The movie’s only real fault is starting off a bit slow, which I guess is hard to avoid when dealing with such relatively little source material to spread over nearly nine hours of film in all. “The Hobbit” is also the first commercial film to be filmed in and released with 48 frames per second (twice as fast as the 24 frames per second films typically use). Not many theaters in the country — only about 10 percent — are capable of running at that rate, and those that are, at least in Utah, are also running it with 3D. I found the increased film speed to be distracting through most of the movie, though the 3D gave added depth and made battle sequences more intense. I would recommend sticking with the 24 fps, at least until the technology has been perfected.
Running time: 130 minutes
Cinematic risks are generally good things, and save us from theatrical ennui and blandness. The thing about risks, though, is that they can backfire — especially if they make the movie inaccessible to part of the audience.
The risk of placing most of the movie adaptation of Leo Tolstoy’s classic Russian novel on or around a theatrical stage, or at least sort of, was a diversion from typical period dramas and had artistic merit, but it rendered the already-bulky story almost impossibly confusing for those not already familiar with the source material — which, basically, means it failed at effectively adapting the book.
Anna Karenina (Kiera Knightly) has it all in Russian aristocracy, and her life, though perhaps not bursting with excitement, is fulfilling.

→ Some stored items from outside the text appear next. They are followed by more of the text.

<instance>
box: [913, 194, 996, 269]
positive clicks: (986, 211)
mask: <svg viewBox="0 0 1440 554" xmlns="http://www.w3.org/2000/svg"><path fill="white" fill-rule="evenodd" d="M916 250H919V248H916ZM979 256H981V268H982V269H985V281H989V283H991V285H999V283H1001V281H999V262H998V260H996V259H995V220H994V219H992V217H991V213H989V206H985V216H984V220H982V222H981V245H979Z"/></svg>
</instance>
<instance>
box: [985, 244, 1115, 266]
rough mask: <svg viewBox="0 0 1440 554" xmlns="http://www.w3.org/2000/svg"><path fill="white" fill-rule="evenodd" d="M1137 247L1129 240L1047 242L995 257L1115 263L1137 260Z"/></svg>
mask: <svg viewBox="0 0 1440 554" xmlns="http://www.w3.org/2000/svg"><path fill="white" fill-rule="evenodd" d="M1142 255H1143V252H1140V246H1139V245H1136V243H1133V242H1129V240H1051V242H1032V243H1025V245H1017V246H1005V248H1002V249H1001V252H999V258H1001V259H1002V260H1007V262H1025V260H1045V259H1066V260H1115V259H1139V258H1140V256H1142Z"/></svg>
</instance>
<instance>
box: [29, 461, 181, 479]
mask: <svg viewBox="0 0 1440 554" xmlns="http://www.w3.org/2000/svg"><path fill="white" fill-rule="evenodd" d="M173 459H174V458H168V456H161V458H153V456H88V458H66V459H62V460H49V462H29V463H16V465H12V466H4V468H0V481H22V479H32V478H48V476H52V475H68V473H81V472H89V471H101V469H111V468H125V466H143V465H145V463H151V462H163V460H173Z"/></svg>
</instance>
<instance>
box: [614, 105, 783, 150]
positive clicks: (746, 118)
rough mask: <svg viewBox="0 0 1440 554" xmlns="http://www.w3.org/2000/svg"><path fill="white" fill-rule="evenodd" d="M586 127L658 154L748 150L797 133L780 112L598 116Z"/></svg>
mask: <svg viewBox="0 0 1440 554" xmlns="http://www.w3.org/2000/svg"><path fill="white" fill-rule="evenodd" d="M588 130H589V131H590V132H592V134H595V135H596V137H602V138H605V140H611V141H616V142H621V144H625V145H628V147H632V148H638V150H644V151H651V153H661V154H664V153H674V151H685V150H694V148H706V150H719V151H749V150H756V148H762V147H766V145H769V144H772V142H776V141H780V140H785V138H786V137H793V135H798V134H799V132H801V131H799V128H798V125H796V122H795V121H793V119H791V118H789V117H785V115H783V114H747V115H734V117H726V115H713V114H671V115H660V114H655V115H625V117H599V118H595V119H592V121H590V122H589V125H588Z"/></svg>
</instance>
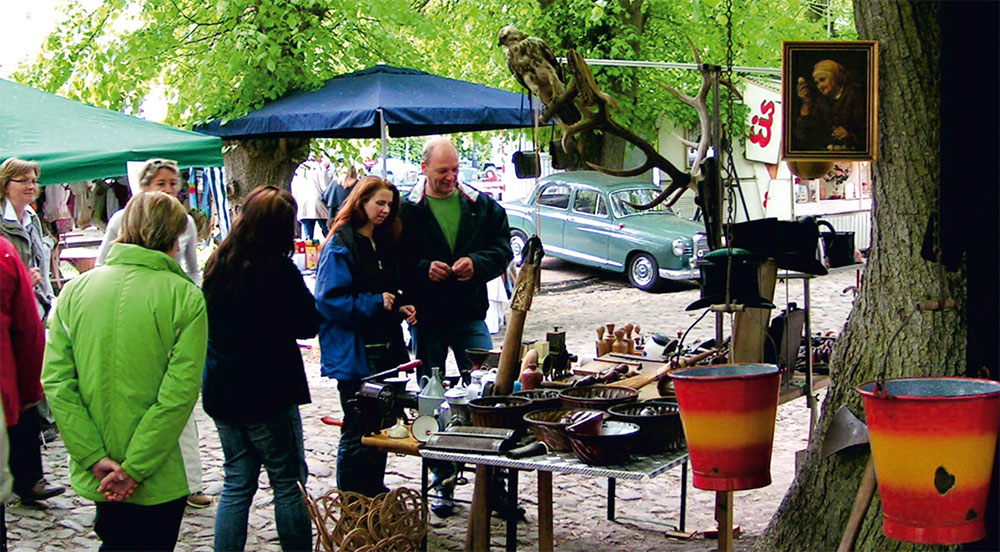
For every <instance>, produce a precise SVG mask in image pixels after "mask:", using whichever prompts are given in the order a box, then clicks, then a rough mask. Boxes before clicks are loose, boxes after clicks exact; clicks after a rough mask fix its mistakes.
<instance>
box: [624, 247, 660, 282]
mask: <svg viewBox="0 0 1000 552" xmlns="http://www.w3.org/2000/svg"><path fill="white" fill-rule="evenodd" d="M628 281H629V283H630V284H632V286H634V287H637V288H639V289H641V290H643V291H652V290H653V289H654V288H656V285H657V284H658V283H659V282H660V267H659V266H658V265H657V264H656V259H654V258H653V256H652V255H650V254H649V253H637V254H636V255H634V256H633V257H632V260H631V261H630V262H629V264H628Z"/></svg>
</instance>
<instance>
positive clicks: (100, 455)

That life, though, is shattered when she meets and becomes smitten with Alexei Vronsky (Aaron Taylor-Johnson) while visiting her philandering brother, Stiva Oblonsky (Matthew Macfadyen). Vronsky follows her home from Moscow to St. Petersburg, where their connection quickly develops into a full-blown affair, unraveling things with her overly serious husband, Alexei Keren (Jude Law), and ultimately driving her to suicide.
Her story is paralleled by a contrasting story of love centered around Levin (Domhnall Gleeson), a rural land owner who becomes smitten with Oblonsky’s sister-in-law, Kitty (Alicia Vikander). The tumultuous passion that becomes Karenina and Vronsky’s relationship is starkly compared to the constancy and fidelity that Levin shows Kitty, even in the face of initial rejection.
The acting is superb across the board, and the filmmakers take full advantage of the glitz and luxe that defined 19th-century Russian aristocracy. However, the use of the stage makes it difficult for the uninitiated viewer to keep track of exactly who is doing what where and why. I think I understand the artistic motivations to do this better now than I did when I initially wrote the review, but it still made it too difficult to be widely understandable, much less appreciated — which, unless I’m mistaken, is what movies generally go for.